The future of the group benefits industry could be reshaped by collaboration and innovation. That conclusion quickly emerged during the Vision 2035 workshop held last February on the sidelines of the the Congrès Collectif (Group Insurance Conference), organized by the Insurance Journal Publishing Group.
About 30 experts, insurers, advisors and ecosystem stakeholders compared perspectives in a three-hour collaborative brainstorming session on the future of group benefits.

The co-design exercise, led by Laurent Simon, Professor and Director, Department of Entrepreneurship and Innovation, at HEC Montréal, generated several promising avenues for reflection.
The goal was to break out of organizational silos and reflect on the industry’s challenges, threats and opportunities at a time when the world appears “uncertain, volatile and complex,” Simon told participants at the Congrès Collectif, gathered at the Palais des congrès de Montréal the day after the session. “We can no longer afford to forgo shared reflection or a connected foresight exercise,” he said during the conference titled Vision 2035: How 30 leaders see the future.
A change in mission
One major observation stood out from the outset: group insurance has already begun a structural shift. Historically focused on risk coverage and treatment, it is moving toward a greater emphasis on prevention and early intervention while encompassing more dimensions of health.
“Health is not simply the absence of illness,” says Simon. “The industry has moved toward a logic of supporting and developing employees.”

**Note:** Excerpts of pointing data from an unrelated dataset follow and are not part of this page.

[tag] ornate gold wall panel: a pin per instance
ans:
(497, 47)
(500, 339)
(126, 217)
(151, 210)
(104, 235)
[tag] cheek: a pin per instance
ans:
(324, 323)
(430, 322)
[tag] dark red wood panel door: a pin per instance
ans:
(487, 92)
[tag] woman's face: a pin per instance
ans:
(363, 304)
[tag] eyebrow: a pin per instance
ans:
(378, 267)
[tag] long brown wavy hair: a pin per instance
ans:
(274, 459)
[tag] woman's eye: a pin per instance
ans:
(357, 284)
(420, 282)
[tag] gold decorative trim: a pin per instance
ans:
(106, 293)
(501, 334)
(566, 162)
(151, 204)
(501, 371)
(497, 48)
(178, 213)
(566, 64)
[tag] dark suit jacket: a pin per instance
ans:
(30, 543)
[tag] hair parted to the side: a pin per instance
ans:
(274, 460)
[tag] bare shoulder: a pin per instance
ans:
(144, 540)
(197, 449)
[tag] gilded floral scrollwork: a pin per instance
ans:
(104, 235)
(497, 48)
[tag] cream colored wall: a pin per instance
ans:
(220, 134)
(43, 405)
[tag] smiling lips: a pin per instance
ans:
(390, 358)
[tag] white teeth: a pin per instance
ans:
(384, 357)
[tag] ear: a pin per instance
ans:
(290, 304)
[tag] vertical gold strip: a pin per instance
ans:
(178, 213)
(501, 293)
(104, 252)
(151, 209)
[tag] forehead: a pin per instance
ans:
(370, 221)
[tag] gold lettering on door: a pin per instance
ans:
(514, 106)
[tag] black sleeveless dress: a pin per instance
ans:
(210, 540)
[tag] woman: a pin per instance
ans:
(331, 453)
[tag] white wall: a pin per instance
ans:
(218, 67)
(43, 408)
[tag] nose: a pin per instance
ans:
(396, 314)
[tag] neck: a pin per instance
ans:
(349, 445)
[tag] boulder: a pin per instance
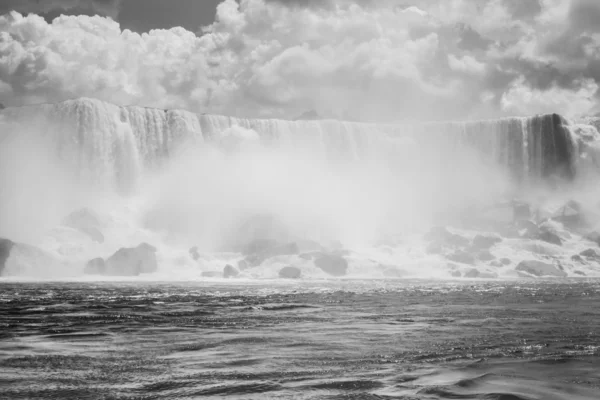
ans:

Against that backdrop, group benefits plans will need to become more flexible, more holistic and better aligned with employees’ needs and rising expectations, says Nathalie Laporte, Vice President, Group Reinsurance, at RGA.
“At the end of the day, business performance depends on people. Employee well-being is no longer a nice to have; it is a true performance driver,” Laporte says, adding that studies clearly show the link between workforce well-being and employee engagement.
Combining strengths

Despite the competition that exists across the industry, companies will succeed by pooling some of their strengths and resources, says Benoit Bilodeau, Vice-President, Brokerage and Consulting, Quebec, at Beneva.
The trap the industry must avoid, he says, is allowing insurance to become nothing more than a commodity negotiated on price alone, without any added human value.
“The industry has to take charge and collaborate more,” says Bilodeau. “It needs to find ways to differentiate itself and create value for clients.”
Taking a cue from banking
The insurance industry would benefit from drawing inspiration from the banking sector, Bilodeau says, pointing to the way financial institutions embraced “co-opetition,” blending cooperation and competition.
“Today, we have a rare opportunity: to compete on client experience and innovate to create value for the client,” he says.
Competing firms, he notes, succeeded in pooling their card networks, ATM networks and infrastructure. As a result, operating costs fell, errors were reduced and standards were harmonized, giving them more room to focus on clients.
To follow that lead, insurers should adopt shared adjudication and administration systems, which would reduce the installation and maintenance costs each player currently absorbs. That path would also improve cybersecurity and data protection, he says.
“We are not building on our collective learning,” Bilodeau says. “Each player invests in isolation, and no one shares in the benefits of implementing a system.”
The Beneva executive is also calling for stronger insurance literacy so that the terminology used in the industry becomes as well understood as the vocabulary used in finance.
Advisors’ key role
In such a changing ecosystem, advisors would play a crucial role because they are the link between insurers, employers and employees, according to Laporte.
Rather than focusing mainly on negotiating plan costs, that role would evolve toward a stronger advisory function. Advisors would need to demonstrate the added value of benefits plans and guide employers toward more informed decisions.
“You are at the heart of the ecosystem,” Laporte told advisors. “You understand employees’ expectations and you have a unique perspective that puts you in an ideal position to advance group benefits and support employee well-being.”